KEY POINTS:
First-time home buyers are expected to rush into the market at the end of the year as falling interest rates and property prices combine to kick-start the sluggish market.
A report on economic commentator Bernard Hickey's interest.co.nz website says home affordability hit a four-year high last month. At the current rate of improvement, housing is likely to be broadly affordable again for most buyers towards the end of the year, the report says.
Young Australians are already returning to the market, helped by $14,000 Government grants.
Here, the Government's shared equity scheme is expected to help up to 700 applicants during a two-year $35 million trial that started last July.
The scheme allows people with a household income of $55,000-$85,000 to borrow between 5 and 30 per cent of the value of their home.
But Auckland mortgage broker Jeff Royle said New Zealand affordability was lagging behind Australia because of our banks' tighter lending criteria and higher incomes across the ditch.
Without Government intervention, he predicted, first-time buyers wouldn't be able to join the market for at least nine months. But other brokers said it could take longer.
Mark Jurgeleit, of Meta Group, said conditions could improve by the middle of next summer but some young buyers were already organising requests for pre-approved loans.
All 12 regions surveyed for the interest.co.nz's report showed improvements in affordability.

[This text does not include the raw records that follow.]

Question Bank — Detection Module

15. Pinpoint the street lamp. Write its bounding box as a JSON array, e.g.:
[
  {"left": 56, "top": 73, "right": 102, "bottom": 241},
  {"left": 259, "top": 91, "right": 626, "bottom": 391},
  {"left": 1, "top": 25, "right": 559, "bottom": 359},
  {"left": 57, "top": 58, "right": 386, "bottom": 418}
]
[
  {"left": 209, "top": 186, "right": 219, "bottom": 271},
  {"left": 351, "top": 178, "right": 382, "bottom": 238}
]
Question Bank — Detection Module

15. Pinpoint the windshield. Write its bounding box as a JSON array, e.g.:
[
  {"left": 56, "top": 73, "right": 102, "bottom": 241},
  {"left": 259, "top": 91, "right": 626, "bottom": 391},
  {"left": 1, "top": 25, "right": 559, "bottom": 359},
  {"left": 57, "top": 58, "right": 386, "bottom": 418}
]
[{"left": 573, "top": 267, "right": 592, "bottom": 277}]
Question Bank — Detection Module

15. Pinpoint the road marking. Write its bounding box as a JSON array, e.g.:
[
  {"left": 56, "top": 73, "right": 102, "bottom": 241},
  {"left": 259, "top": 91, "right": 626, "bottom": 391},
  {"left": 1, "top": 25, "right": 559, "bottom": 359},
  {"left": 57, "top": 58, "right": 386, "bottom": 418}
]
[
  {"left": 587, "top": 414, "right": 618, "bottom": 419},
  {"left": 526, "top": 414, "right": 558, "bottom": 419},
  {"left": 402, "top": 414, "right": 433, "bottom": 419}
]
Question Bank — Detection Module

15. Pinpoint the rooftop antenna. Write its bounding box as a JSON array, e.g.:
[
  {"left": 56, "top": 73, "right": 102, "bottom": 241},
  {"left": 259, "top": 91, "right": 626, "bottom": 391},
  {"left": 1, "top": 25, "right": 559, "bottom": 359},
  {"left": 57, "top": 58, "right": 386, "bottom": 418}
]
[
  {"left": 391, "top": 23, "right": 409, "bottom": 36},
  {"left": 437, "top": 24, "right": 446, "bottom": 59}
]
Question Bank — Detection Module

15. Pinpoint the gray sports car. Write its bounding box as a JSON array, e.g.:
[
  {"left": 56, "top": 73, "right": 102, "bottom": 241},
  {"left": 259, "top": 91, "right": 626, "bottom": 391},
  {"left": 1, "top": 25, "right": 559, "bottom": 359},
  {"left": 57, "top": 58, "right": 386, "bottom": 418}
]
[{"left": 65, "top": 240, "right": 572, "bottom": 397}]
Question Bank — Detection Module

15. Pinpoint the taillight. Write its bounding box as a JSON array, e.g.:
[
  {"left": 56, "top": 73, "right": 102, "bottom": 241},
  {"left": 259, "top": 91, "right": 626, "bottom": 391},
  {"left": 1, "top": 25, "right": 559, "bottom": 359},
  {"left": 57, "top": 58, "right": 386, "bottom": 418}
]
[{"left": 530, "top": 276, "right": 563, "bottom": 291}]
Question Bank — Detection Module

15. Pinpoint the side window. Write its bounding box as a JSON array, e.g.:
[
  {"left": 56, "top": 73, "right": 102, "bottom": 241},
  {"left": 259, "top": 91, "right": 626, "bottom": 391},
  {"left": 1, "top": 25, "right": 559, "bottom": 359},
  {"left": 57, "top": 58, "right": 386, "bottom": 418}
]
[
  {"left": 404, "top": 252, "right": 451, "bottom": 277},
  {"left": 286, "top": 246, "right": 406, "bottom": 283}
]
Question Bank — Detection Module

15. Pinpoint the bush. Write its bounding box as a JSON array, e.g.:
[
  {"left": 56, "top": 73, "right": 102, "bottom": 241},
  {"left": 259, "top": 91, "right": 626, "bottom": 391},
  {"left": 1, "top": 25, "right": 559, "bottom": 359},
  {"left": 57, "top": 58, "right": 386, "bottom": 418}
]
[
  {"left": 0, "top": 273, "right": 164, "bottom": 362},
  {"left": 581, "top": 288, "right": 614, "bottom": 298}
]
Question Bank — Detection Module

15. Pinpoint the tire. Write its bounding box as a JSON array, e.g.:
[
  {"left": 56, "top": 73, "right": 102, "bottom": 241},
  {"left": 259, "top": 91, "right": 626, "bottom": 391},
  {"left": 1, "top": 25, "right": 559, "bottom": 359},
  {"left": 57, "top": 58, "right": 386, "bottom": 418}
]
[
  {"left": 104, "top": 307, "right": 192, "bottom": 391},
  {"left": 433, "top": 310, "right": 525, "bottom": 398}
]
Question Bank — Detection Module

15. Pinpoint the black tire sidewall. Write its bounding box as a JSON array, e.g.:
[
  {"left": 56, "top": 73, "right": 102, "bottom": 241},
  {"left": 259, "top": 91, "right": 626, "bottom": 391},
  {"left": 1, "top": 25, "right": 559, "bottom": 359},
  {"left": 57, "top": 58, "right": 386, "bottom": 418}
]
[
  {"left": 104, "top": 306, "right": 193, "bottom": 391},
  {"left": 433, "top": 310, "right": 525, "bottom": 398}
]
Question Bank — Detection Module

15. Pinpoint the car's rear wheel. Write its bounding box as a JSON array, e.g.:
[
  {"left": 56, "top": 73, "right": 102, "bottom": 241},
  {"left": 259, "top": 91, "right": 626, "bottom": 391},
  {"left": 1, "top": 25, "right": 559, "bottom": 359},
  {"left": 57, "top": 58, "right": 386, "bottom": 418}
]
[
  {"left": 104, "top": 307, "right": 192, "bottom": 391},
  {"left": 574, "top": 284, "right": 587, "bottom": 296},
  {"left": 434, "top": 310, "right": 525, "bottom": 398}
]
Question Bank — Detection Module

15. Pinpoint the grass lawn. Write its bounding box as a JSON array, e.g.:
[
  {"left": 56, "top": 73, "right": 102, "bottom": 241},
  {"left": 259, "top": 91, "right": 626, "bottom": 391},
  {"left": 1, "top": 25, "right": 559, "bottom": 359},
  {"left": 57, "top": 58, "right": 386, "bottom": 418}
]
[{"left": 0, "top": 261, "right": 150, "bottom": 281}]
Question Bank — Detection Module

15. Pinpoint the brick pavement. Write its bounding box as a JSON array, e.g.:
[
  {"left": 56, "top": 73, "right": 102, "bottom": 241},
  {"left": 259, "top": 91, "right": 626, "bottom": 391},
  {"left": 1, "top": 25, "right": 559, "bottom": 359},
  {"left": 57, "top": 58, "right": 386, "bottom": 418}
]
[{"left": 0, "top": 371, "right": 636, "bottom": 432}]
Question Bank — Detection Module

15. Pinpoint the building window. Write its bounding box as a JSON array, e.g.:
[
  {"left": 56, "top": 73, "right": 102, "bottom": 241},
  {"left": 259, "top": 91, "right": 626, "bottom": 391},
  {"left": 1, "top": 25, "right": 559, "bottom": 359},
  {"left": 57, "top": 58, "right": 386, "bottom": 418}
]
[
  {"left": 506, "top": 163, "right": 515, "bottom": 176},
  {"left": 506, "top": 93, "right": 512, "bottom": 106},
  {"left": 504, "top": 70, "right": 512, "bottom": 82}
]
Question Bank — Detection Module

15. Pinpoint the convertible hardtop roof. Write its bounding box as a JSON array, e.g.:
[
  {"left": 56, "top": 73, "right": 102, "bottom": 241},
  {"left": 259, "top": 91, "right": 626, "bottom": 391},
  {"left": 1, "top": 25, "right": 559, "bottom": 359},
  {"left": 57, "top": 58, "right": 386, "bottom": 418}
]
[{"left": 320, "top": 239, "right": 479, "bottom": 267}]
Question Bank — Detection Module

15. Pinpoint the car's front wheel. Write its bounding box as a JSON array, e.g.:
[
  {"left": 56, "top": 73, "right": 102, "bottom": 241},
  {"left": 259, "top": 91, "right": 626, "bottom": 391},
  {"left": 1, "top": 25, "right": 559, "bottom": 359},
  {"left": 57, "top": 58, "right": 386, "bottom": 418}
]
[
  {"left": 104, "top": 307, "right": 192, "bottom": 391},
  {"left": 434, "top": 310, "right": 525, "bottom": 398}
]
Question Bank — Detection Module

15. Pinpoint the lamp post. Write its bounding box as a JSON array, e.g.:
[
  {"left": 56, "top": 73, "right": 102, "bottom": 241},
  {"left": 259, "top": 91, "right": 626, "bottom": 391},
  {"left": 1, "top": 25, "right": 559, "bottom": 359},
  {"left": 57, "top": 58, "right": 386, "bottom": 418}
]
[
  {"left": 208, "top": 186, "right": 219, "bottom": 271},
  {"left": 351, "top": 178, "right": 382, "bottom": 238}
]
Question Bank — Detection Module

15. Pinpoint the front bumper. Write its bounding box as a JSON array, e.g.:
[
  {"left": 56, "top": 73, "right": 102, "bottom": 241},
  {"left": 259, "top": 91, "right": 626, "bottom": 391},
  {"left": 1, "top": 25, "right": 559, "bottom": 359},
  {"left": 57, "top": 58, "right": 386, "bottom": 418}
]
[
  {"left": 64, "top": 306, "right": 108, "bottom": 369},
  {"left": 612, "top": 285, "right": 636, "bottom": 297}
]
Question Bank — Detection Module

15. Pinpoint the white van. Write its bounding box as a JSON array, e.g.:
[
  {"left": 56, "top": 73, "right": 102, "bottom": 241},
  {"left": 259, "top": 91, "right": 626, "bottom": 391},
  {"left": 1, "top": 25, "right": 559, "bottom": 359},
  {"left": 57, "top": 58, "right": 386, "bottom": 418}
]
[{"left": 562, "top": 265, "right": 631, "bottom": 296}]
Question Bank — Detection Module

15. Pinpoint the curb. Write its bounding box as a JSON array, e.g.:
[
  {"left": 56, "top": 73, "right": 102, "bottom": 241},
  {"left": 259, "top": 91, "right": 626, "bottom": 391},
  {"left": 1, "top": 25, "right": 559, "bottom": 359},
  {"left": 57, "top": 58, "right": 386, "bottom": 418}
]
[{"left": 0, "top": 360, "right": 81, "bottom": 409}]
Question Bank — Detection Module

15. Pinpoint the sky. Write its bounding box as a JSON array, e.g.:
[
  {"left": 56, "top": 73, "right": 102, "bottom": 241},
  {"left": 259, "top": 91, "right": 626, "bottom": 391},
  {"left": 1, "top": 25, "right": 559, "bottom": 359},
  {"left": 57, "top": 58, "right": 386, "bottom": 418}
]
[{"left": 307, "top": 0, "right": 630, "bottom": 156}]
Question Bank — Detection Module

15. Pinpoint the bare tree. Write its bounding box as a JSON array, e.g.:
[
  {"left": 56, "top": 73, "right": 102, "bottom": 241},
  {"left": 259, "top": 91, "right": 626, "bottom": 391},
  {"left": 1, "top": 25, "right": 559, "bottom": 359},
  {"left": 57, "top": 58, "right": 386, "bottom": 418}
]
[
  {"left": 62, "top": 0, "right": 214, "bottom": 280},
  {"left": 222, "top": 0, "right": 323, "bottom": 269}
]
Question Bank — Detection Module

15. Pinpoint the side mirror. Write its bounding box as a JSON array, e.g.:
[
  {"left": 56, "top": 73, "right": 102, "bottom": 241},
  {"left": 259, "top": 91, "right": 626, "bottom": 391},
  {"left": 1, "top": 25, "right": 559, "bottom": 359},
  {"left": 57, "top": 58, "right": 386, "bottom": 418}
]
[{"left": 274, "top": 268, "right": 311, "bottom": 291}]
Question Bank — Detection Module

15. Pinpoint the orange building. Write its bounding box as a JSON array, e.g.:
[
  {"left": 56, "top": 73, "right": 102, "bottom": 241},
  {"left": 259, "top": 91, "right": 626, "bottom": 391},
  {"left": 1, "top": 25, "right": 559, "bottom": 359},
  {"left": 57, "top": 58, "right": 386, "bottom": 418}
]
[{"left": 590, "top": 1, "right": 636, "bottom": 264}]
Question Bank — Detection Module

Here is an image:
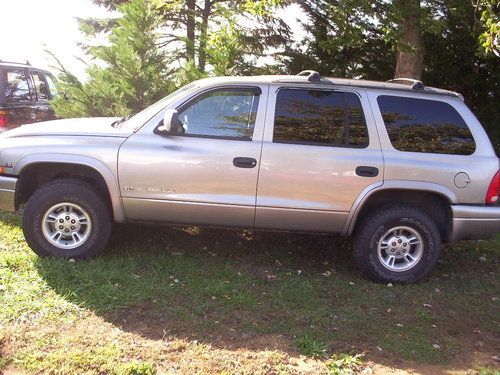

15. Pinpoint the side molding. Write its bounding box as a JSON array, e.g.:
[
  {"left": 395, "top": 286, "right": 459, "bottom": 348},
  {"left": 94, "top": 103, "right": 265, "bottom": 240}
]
[
  {"left": 342, "top": 180, "right": 458, "bottom": 236},
  {"left": 13, "top": 154, "right": 125, "bottom": 223}
]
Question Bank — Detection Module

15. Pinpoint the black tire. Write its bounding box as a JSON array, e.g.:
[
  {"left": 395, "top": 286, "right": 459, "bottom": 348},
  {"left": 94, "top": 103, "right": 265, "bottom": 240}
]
[
  {"left": 23, "top": 179, "right": 112, "bottom": 259},
  {"left": 354, "top": 206, "right": 441, "bottom": 284}
]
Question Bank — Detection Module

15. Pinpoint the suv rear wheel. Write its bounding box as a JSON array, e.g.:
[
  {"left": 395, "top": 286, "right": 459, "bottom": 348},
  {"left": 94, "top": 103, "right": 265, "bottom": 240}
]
[
  {"left": 23, "top": 179, "right": 111, "bottom": 258},
  {"left": 354, "top": 206, "right": 441, "bottom": 284}
]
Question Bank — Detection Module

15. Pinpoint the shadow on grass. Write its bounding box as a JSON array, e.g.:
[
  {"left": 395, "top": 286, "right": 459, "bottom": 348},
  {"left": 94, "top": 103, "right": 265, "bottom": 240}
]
[{"left": 30, "top": 225, "right": 499, "bottom": 372}]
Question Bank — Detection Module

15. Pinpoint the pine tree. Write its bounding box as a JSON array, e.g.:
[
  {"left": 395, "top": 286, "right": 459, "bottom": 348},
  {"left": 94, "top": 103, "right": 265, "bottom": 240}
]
[{"left": 52, "top": 0, "right": 173, "bottom": 117}]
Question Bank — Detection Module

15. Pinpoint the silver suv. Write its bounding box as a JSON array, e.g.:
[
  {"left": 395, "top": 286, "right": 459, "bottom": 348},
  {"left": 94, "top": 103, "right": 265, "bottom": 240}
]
[{"left": 0, "top": 71, "right": 500, "bottom": 283}]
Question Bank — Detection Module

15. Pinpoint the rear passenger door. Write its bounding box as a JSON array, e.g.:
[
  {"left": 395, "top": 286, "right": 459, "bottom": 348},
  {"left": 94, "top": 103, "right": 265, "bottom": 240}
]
[{"left": 255, "top": 86, "right": 383, "bottom": 232}]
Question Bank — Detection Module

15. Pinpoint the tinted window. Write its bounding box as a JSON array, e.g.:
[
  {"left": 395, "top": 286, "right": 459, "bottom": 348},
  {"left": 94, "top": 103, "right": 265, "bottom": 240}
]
[
  {"left": 273, "top": 89, "right": 368, "bottom": 146},
  {"left": 5, "top": 70, "right": 31, "bottom": 103},
  {"left": 31, "top": 72, "right": 50, "bottom": 100},
  {"left": 179, "top": 90, "right": 259, "bottom": 140},
  {"left": 45, "top": 74, "right": 57, "bottom": 98},
  {"left": 377, "top": 96, "right": 476, "bottom": 155}
]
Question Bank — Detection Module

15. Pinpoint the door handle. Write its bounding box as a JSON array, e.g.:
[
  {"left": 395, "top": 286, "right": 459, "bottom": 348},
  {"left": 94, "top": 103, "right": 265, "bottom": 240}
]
[
  {"left": 356, "top": 165, "right": 378, "bottom": 177},
  {"left": 233, "top": 157, "right": 257, "bottom": 168}
]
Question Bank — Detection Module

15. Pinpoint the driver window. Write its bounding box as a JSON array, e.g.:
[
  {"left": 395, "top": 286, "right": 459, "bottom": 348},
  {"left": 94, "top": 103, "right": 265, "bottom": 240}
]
[{"left": 179, "top": 89, "right": 259, "bottom": 141}]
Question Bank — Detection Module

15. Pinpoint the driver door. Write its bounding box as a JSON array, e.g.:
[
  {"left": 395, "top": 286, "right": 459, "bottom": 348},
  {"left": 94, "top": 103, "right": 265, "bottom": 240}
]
[{"left": 118, "top": 86, "right": 267, "bottom": 227}]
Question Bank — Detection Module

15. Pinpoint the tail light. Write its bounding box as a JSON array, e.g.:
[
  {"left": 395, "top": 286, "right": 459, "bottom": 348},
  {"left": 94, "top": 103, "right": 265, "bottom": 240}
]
[
  {"left": 0, "top": 111, "right": 7, "bottom": 128},
  {"left": 486, "top": 171, "right": 500, "bottom": 204}
]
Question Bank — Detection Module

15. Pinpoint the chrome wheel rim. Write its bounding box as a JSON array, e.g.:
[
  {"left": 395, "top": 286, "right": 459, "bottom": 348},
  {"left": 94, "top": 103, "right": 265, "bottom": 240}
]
[
  {"left": 42, "top": 203, "right": 92, "bottom": 250},
  {"left": 377, "top": 226, "right": 424, "bottom": 272}
]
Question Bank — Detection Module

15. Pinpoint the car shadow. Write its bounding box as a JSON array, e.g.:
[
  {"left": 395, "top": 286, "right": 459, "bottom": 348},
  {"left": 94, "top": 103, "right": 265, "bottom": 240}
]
[{"left": 32, "top": 224, "right": 500, "bottom": 371}]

The biggest were in Nelson/Marlborough and the Central Otago/Queenstown Lakes regions, where median house prices fell 11 per cent and 10 per cent respectively.
Southland continued to be the cheapest region, with typical buyers having to spend a third of their take-home pay for the mortgage on a median-priced house.
In Auckland, the mortgage on a median-priced house requires 75 per cent of a single salary, down from a record 101 per cent a year ago.
The figure for Wellington is 62 per cent, Northland 61 per cent, Waikato/Bay of Plenty 58 per cent, Hawke's Bay/Gisborne 54 per cent, Taranaki 52 per cent and Manawatu/Wanganui 44 per cent.
Westpac economist Doug Steel hoped the Reserve Bank would trim the official cash rate by 1.5 per cent on Thursday.